When there are several ports separated by comma (,), they are put as separate lines which is fine.

But I am now trying to check on A if the ports are in sequential order or not. For example,

tcp://1.2.3.4:20,21,22,23,100

. In this record, the ports are in sequence, and these should be placed as range, and the last port as a separate line i.e.

Logged tcp request from host 1.2.3.4 range 20 23
Logged tcp request from host 1.2.3.4 port 100

Can I use if statement in Line A in awk? or there is a better way to do this..

Best Regards..

---------- Post updated at 04:36 PM ---------- Previous update was at 09:35 AM ----------

---------- Post updated at 04:38 PM ---------- Previous update was at 04:36 PM ----------

Superb! :slight_smile:

rdcwayx, earlier issues are resolved now.
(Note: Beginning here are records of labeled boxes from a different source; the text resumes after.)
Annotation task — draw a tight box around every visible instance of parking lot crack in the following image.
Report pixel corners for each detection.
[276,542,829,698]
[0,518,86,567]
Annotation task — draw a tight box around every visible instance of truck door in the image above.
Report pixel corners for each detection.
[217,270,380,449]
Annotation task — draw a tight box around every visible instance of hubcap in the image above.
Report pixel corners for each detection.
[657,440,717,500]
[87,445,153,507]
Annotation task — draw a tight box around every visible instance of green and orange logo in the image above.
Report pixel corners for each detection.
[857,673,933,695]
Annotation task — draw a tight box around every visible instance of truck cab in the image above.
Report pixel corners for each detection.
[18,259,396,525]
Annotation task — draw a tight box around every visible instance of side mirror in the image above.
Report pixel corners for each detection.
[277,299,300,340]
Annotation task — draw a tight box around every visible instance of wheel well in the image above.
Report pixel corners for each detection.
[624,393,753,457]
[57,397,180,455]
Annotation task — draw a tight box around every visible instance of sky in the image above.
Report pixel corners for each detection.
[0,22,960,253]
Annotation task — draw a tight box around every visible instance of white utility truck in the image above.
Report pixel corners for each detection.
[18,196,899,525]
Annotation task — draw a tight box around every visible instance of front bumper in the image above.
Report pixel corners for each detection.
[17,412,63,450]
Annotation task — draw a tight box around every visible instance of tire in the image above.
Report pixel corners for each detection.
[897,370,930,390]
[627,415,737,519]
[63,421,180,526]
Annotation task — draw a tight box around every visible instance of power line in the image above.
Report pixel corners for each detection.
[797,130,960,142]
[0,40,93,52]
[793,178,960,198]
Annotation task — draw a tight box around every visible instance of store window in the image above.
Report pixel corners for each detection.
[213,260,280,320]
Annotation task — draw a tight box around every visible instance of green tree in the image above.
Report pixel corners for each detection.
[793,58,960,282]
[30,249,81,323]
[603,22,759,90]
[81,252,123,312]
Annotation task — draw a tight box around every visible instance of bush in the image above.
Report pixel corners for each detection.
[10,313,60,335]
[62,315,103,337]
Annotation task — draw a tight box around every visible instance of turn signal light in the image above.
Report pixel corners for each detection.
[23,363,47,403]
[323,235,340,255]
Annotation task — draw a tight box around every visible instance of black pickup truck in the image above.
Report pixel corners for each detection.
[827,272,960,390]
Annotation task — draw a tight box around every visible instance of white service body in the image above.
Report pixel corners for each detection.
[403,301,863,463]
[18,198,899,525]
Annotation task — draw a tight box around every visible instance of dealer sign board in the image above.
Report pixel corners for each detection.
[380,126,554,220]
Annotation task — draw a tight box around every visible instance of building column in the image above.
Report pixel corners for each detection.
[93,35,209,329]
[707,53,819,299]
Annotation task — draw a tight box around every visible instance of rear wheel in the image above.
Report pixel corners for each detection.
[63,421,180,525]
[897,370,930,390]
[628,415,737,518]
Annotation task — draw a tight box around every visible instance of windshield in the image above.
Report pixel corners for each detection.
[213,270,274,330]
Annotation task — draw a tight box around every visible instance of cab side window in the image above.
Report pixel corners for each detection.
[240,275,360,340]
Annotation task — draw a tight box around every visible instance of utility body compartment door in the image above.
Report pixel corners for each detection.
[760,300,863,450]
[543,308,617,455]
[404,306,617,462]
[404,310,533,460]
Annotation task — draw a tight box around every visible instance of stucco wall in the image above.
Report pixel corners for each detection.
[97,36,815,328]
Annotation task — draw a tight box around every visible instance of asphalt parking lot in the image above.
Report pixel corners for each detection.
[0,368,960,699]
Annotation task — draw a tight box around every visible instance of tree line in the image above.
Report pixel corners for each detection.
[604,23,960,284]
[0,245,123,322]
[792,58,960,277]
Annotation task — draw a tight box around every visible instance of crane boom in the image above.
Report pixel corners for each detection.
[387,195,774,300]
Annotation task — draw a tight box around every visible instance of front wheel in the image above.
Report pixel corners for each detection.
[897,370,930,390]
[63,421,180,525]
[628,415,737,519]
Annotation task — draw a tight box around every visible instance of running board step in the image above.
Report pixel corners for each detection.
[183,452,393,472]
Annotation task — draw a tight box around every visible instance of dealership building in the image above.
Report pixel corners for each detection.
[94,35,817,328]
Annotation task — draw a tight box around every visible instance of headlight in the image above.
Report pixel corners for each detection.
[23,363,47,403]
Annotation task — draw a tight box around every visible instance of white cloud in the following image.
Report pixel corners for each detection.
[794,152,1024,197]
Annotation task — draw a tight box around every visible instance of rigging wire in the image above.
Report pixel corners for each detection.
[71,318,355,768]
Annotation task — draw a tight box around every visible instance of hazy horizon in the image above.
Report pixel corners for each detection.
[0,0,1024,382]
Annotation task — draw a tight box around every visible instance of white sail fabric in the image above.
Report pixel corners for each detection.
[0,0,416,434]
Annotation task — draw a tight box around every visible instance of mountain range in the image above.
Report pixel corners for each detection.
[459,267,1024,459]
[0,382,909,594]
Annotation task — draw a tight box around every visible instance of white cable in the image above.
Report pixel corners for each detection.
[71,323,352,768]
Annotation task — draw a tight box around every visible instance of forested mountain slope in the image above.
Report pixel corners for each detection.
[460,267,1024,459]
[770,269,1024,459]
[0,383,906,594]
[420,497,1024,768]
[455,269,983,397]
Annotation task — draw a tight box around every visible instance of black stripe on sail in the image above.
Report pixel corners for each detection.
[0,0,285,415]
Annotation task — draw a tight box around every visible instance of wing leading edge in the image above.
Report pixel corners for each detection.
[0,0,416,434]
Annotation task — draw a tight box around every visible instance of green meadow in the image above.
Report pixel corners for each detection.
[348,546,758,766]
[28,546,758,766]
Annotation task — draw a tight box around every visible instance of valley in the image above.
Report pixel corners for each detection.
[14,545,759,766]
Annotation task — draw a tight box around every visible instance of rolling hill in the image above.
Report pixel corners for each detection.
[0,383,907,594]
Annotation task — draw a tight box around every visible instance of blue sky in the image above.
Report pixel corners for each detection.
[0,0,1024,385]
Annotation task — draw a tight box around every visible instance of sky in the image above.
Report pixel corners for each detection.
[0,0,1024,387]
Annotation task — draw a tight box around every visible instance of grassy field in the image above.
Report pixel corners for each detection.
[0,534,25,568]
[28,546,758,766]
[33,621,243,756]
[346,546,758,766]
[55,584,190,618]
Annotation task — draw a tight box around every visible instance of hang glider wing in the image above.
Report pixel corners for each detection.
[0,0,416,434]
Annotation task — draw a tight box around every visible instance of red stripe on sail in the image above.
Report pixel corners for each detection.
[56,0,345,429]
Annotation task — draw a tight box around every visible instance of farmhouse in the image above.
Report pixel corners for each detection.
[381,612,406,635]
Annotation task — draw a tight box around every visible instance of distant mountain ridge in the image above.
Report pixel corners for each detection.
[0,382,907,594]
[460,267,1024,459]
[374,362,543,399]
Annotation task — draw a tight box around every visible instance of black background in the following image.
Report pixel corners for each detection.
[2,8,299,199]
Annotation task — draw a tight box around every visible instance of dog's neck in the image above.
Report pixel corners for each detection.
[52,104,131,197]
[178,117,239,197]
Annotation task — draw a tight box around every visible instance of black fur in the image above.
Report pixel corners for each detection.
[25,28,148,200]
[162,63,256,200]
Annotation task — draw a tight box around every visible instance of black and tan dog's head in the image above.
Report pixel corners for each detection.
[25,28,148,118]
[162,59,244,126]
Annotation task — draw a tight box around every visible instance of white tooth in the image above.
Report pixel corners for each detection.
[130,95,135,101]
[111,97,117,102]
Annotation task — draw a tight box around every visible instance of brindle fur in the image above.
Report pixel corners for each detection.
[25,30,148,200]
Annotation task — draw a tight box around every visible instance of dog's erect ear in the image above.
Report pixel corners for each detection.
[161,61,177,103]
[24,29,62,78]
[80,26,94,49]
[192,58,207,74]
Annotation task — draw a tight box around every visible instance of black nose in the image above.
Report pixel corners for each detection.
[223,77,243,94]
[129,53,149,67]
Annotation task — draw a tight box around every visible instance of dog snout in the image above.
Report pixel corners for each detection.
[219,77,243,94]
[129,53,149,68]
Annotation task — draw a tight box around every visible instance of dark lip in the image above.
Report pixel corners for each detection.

I made one change to the script. This will put appropriate protocol type tcp / udp as per the log:

#!/bin/bash
Split() {    # Function to make an array with a variable
    eval "$1=( \"$(echo "${!1}" | sed "s/$2/\" \"/g")\" )"
}
while read L
do
    Split L ':' # Makes an array ( 0:Protocol 1:IP 2:Port(s) )
#    if [ ${L[0]} = tcp ]
#    then
        IP=" Logged "${L[0]}" request from host ${L[1]:2}" # :2 to remove the 2 slashes from host IP
        P=${L[2]}
        Split P ',' # makes an array with port numbers
        if [ "$P" = "*" ]    # case B
        then echo "$IP"
        elif I=$(expr index $P '-') # case D
        then    echo "$IP range ${P:0:$((I-1))} ${P:$I}"
         else # case A & C
            for ((i=0; i<${#P[@]}; i++))
            do
                echo "$IP port ${P[$i]}"
            done
        fi
#    else
#        echo "Other protocol : ${L[0]}"
#    fi
done < c2.txt

I noticed that when the ports are in sequence, for example -

tcp://1.2.3.4:20,21,22

or
in sequence but randomly placed, like -

tcp://1.2.3.4:20,22,21

these could be placed in a range statement, i.e.
right now they will be printed as

Logged from host 1.2.3.4 port 20
Logged from host 1.2.3.4 port 21
Logged from host 1.2.3.4 port 22

but how can we print them as -

Logged from host 1.2.3.4 range 20 22

.

Implying if the ports are in numerical sequence, separated by comma, and may or may not be in sequentially placed in log entry, they should be written by way of 'range' instead of on separate lines.

Best Regards..

:smiley: That would be nice !! :rolleyes:
Congratulations to who will have a simple way to do that !

Good night, sweet dreams !

:smiley: I understand n should take a break now, especially if this is coming from ya. It'd be hard to beat for sure.

Gracias frans for your time n sharing knowledge.